When you read a scenario, keep the order straight. First, find the rule the company cares about. Next, look for the steps a technician or user must follow. Finally, choose the safeguard that enforces or verifies the result.

Policy vs. procedure: rules compared to step-by-step actions

A policy is the rule. It states expectations and boundaries in plain language. A procedure is the step-by-step method used to follow that rule. On phones and tablets, this gap matters because users act quickly, devices roam, and small mistakes can expose accounts or data.

Policies usually come from management, security, or compliance needs. Procedures often come from IT operations because they must work in real life. The two should fit together. If the policy is strict but the procedure is vague, support tickets rise. If the procedure exists without a policy, staff may apply it inconsistently.

Here are common mobile examples that show the difference:

  • Password length policy vs. reset procedure: A policy might require a 6-digit (or longer) passcode and a short auto-lock time.

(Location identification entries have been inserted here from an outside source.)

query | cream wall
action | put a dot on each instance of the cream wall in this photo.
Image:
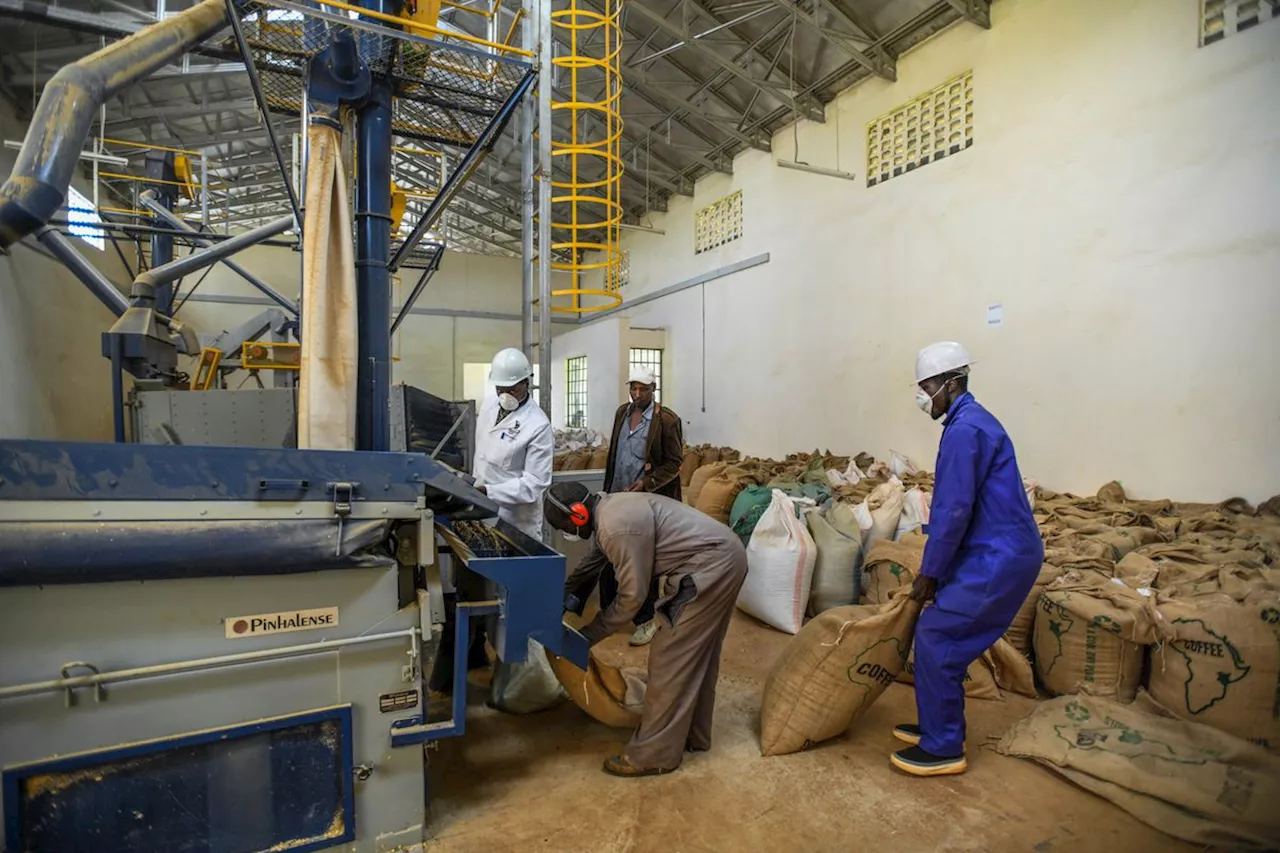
(1121, 201)
(54, 382)
(432, 349)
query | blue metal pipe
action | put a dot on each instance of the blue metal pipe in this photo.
(373, 252)
(373, 277)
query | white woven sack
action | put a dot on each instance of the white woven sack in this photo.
(915, 512)
(780, 560)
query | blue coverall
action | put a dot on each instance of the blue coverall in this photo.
(984, 551)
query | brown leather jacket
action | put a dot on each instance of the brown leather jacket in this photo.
(664, 451)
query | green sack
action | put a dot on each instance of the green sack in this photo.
(748, 507)
(753, 501)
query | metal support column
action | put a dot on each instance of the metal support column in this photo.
(160, 168)
(528, 187)
(544, 203)
(118, 387)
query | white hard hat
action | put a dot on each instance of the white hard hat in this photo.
(644, 375)
(936, 359)
(508, 368)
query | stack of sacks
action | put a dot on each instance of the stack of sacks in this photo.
(1223, 666)
(835, 573)
(716, 496)
(1091, 634)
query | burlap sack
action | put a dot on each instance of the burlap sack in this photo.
(1121, 541)
(1189, 780)
(841, 518)
(716, 497)
(693, 461)
(1112, 493)
(1089, 634)
(832, 671)
(1223, 669)
(1011, 669)
(604, 692)
(599, 457)
(700, 477)
(1019, 633)
(891, 565)
(835, 573)
(577, 461)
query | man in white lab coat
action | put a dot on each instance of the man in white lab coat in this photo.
(515, 446)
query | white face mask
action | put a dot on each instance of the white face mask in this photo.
(924, 401)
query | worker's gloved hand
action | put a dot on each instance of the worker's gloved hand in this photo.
(923, 589)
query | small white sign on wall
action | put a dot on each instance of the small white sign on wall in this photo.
(995, 315)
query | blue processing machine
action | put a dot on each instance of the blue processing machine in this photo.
(224, 649)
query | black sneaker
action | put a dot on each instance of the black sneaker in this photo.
(908, 733)
(918, 762)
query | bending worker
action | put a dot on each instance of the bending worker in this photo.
(513, 466)
(700, 566)
(979, 564)
(647, 447)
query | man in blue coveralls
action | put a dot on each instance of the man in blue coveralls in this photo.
(979, 564)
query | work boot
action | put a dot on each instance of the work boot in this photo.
(620, 766)
(908, 733)
(918, 762)
(645, 633)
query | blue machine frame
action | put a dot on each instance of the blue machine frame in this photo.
(12, 778)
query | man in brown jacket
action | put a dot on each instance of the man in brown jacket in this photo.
(700, 566)
(647, 447)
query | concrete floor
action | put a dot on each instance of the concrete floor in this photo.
(535, 784)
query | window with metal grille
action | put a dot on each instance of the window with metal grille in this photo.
(575, 391)
(650, 359)
(1223, 18)
(927, 128)
(82, 219)
(718, 223)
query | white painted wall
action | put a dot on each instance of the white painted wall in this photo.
(432, 350)
(1121, 200)
(54, 382)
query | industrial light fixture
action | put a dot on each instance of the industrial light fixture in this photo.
(85, 155)
(805, 167)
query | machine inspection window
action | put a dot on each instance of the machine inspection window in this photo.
(648, 357)
(283, 783)
(575, 392)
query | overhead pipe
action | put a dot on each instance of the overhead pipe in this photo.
(90, 276)
(210, 255)
(167, 215)
(37, 186)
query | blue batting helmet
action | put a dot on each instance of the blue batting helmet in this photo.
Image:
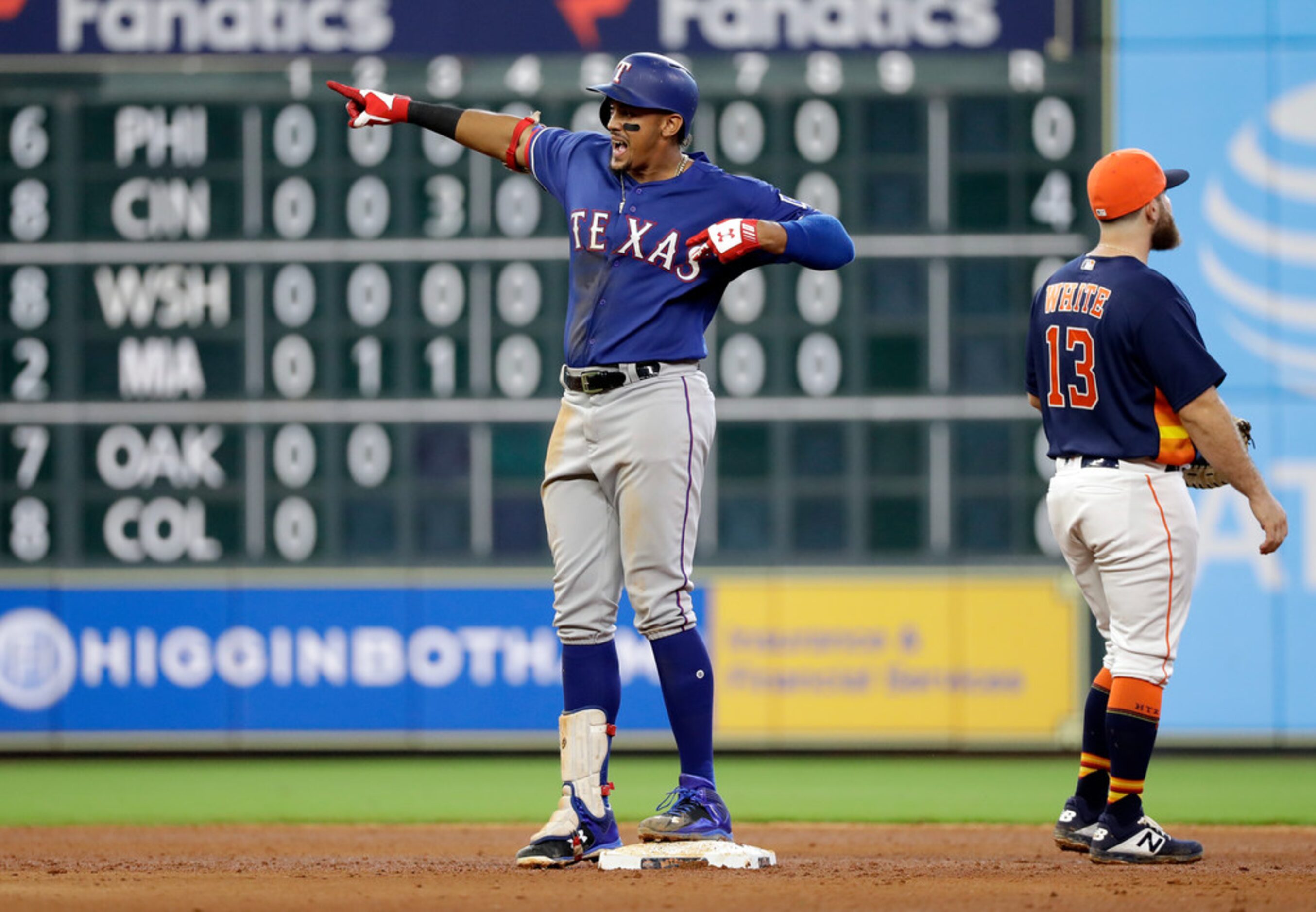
(652, 81)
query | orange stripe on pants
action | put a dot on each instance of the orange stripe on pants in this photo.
(1169, 599)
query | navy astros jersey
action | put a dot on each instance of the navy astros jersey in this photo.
(1114, 353)
(635, 292)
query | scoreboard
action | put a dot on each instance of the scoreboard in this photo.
(235, 332)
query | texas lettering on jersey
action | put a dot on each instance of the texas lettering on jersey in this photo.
(662, 253)
(637, 291)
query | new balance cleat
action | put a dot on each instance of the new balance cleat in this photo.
(691, 811)
(1076, 826)
(573, 835)
(1142, 843)
(582, 826)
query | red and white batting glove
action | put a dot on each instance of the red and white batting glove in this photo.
(372, 108)
(730, 238)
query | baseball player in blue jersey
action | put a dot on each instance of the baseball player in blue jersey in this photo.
(1128, 397)
(656, 235)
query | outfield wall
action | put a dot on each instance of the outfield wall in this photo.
(266, 661)
(1228, 91)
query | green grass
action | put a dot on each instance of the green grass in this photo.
(956, 789)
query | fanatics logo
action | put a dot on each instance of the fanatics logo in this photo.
(583, 17)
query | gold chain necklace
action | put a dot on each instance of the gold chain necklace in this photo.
(1111, 247)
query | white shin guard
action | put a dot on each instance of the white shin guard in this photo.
(583, 737)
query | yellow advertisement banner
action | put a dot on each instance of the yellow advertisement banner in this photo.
(895, 659)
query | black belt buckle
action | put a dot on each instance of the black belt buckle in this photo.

The procedure then explains how a user resets a forgotten passcode, how the help desk verifies identity, and when IT triggers account recovery or remote wipe after repeated failures.
  • BYOD policy vs. enrollment steps: A policy may allow personal phones for email only if they meet profile security requirements (screen lock, encryption, up-to-date OS). The procedure then lists the exact enrollment steps in MDM, what permissions users must accept, and what happens if the device falls out of compliance.
  • Data retention policy vs. backup steps: A policy might state how long business data must be retained and where it can be stored. The procedure then explains how to enable remote backup applications (or approved cloud backup), how often backups run, and how to restore data during device replacement.

Procedures also reduce variance. They help new technicians follow the same path as experienced staff. Just as important, written procedures support audits because you can show what you do, not only what you claim to do.

A practical test: if someone asks, "What's the rule?" you are in policy. If they ask, "What do I click next?" you are in procedure.

Controls: the guardrails that enforce the rules

A control is a safeguard that enforces a policy or supports a procedure. Controls can be technical (device settings, MDM rules, encryption) or administrative (training, approval workflows, access reviews). On mobile devices, controls matter because you often cannot rely on user judgment during loss, theft, or rushed work.

Common mobile controls you will see in both real environments and exam questions include:

  • Passcode requirements: Minimum length, complexity, and auto-lock timers, often pushed through MDM.
  • Biometrics: Fingerprint or facial recognition, usually paired with a passcode as a fallback.
  • Encryption: Device encryption protects stored data if a phone is lost or stolen.
  • App allow lists: Approved app lists reduce risk from unsafe or untested apps.
  • Remote wipe: Clears data when a device is lost, stolen, or owned by a departing employee.
  • Account lockouts and failed log-in attempt restrictions: Limits repeated guesses and slows brute force attempts.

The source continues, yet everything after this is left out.